I was going to wait until the New Year to begin my blog; there is something tidy about a new start in January, something promising, something that awakens great expectations.  But my husband couldn't see the tidiness, he could only see prevarication.  His logic has won out, and so here I am.

My remit is to blog about what I have read.  I will give opinion and reaction, but I won't be a plot spoiler.  I want you to be inspired to read some of the titles for yourself, and to share some of your favourites with me.

And so to begin:

November 2014; completion of a re-read of Great Expectations by Charles Dickens

Prompted by one of my students to dust down my old copy of this classic, I was immediately excited to revisit it.  Pip is an endearing character, thwarted by his own naivety and his inability to recognise the desirable from the fundamental.  It is a bildungsroman novel, taking the reader through Pip's childhood and into his adult persona. He is vulnerable and eager, endearing qualities that never quite leave him, despite the arrogance and stupidity of some of his later actions.

File:Pumblechook, Pip and Mrs Joe, John McLenan.jpeg
Pumblechook, Pip and Mrs Joe by John McLenan (1860)
Made popular by television renditions, most people cannot remember past chapter one and the terrifying ordeal with Magwitch the convict on the bleak and misty marshes.  And yet the novel is so much more than this.  It explores an essential human need to excel, to be approved of and to fit in with society.  The corollary to this is Joe Gargery, Pip's loving stepfather who wears humility as if it were a well fitting jacket. And this is the hub of the story; how Pip readily moves away from the safe and loving environment of the lowly blacksmith, lured by the promises of the rich and wealthy and willingly walking into a trap of self delusion.

Characterisation provides humour and depth to the novel, from the stereotypes to the fully formed. Uncle Pumblechook is never more than a comical puff of arrogance whilst Jaggers conveys the superiority of the wise with exacting expectations of others, tinted with just enough humanity to appeal to the reader. Miss Havisham has to be one of the most famous literary creations in the English canon, and rightly so.  Her bitterness envelops her and taints everyone she is connected with.
Do read Carol Ann Duffy's poem Miss Havisham to enjoy a modern interpretation of her miserable existence.
Estella is a flat character; never much more than an effective plot device, but nonetheless, someone who exhibits the consequences of being infected by Havisham's particular brand of bitterness.
My favourite characters are two who might score well on a game of Pointless; Wemmick is amusing in his ability to compartmentalise, and his reference to his old father as Aged Parent is one that has humorous resonance in my husband's family life with fond reference to his own, now sadly departed, parents. My second choice is Hebert Pocket who is simply charming in his inability to dissemble.

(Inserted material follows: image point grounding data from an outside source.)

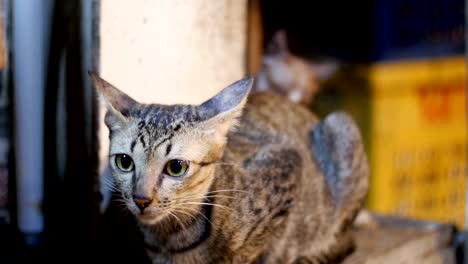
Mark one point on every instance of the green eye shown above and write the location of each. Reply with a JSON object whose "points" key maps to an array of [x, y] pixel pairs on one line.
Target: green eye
{"points": [[176, 168], [124, 162]]}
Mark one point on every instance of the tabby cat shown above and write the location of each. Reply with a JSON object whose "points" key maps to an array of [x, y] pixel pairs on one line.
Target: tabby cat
{"points": [[238, 178], [290, 75]]}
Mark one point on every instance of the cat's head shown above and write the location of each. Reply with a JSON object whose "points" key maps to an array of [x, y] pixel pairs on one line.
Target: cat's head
{"points": [[289, 75], [162, 154]]}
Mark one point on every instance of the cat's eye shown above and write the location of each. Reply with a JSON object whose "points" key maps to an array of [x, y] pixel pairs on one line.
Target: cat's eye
{"points": [[176, 168], [124, 162]]}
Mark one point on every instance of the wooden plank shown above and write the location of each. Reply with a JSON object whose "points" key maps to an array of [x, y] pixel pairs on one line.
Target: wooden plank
{"points": [[395, 240]]}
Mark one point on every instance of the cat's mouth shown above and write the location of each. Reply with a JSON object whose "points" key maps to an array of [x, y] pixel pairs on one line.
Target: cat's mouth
{"points": [[150, 217]]}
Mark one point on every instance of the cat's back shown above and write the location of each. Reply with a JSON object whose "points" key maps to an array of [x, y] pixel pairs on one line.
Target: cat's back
{"points": [[274, 114]]}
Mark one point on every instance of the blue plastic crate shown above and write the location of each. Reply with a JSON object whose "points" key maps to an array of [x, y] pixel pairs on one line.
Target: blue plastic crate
{"points": [[408, 29]]}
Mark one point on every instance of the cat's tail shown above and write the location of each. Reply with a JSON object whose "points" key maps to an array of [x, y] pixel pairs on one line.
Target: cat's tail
{"points": [[338, 149]]}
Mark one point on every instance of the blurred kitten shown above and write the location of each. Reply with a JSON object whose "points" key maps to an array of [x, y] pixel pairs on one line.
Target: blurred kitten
{"points": [[290, 75]]}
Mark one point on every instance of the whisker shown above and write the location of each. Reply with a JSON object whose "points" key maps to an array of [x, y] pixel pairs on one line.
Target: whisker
{"points": [[178, 219], [227, 190], [213, 204], [204, 196], [182, 211]]}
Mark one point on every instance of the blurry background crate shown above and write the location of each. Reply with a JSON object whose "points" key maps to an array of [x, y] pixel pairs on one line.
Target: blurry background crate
{"points": [[418, 28], [418, 135], [413, 117]]}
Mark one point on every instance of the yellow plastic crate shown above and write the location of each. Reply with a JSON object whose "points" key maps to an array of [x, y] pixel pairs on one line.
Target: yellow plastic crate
{"points": [[418, 139]]}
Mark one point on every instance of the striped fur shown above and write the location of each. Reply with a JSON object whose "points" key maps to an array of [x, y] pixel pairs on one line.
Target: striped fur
{"points": [[282, 187]]}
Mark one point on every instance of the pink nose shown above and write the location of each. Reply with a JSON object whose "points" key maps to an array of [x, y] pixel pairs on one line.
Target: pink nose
{"points": [[142, 202]]}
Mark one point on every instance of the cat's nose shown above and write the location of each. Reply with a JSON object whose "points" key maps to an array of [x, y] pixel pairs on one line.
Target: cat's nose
{"points": [[142, 202]]}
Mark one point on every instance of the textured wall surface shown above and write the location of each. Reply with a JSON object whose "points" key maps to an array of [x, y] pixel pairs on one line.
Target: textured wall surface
{"points": [[171, 51]]}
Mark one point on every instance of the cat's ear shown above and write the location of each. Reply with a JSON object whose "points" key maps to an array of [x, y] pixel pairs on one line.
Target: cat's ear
{"points": [[278, 44], [118, 103], [221, 111], [325, 69]]}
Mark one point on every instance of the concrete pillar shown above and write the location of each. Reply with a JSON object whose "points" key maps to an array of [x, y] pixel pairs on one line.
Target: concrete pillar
{"points": [[171, 51]]}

I would recommend that everybody should have a go at some of the classics of English Literature, and this is no bad place to start.  It is pacy and the plot is comprehensive. The characters stay with you long after the final page is turned.
And there is redemption for Pip in the closing pages. Dickens is a master in drawing loose ends to tidy conclusions.

And so we are back to tidiness; it may not be January 1st, but I have enjoyed making my first entry in my blog, Karen Martin Reads. I hope I can write regularly and share the love of reading for pleasure. I anticipate a variety of fiction, both lofty and not-so!

And so that you can anticipate entry number two, my current read is Things Fall Apart by Chinua Achebe.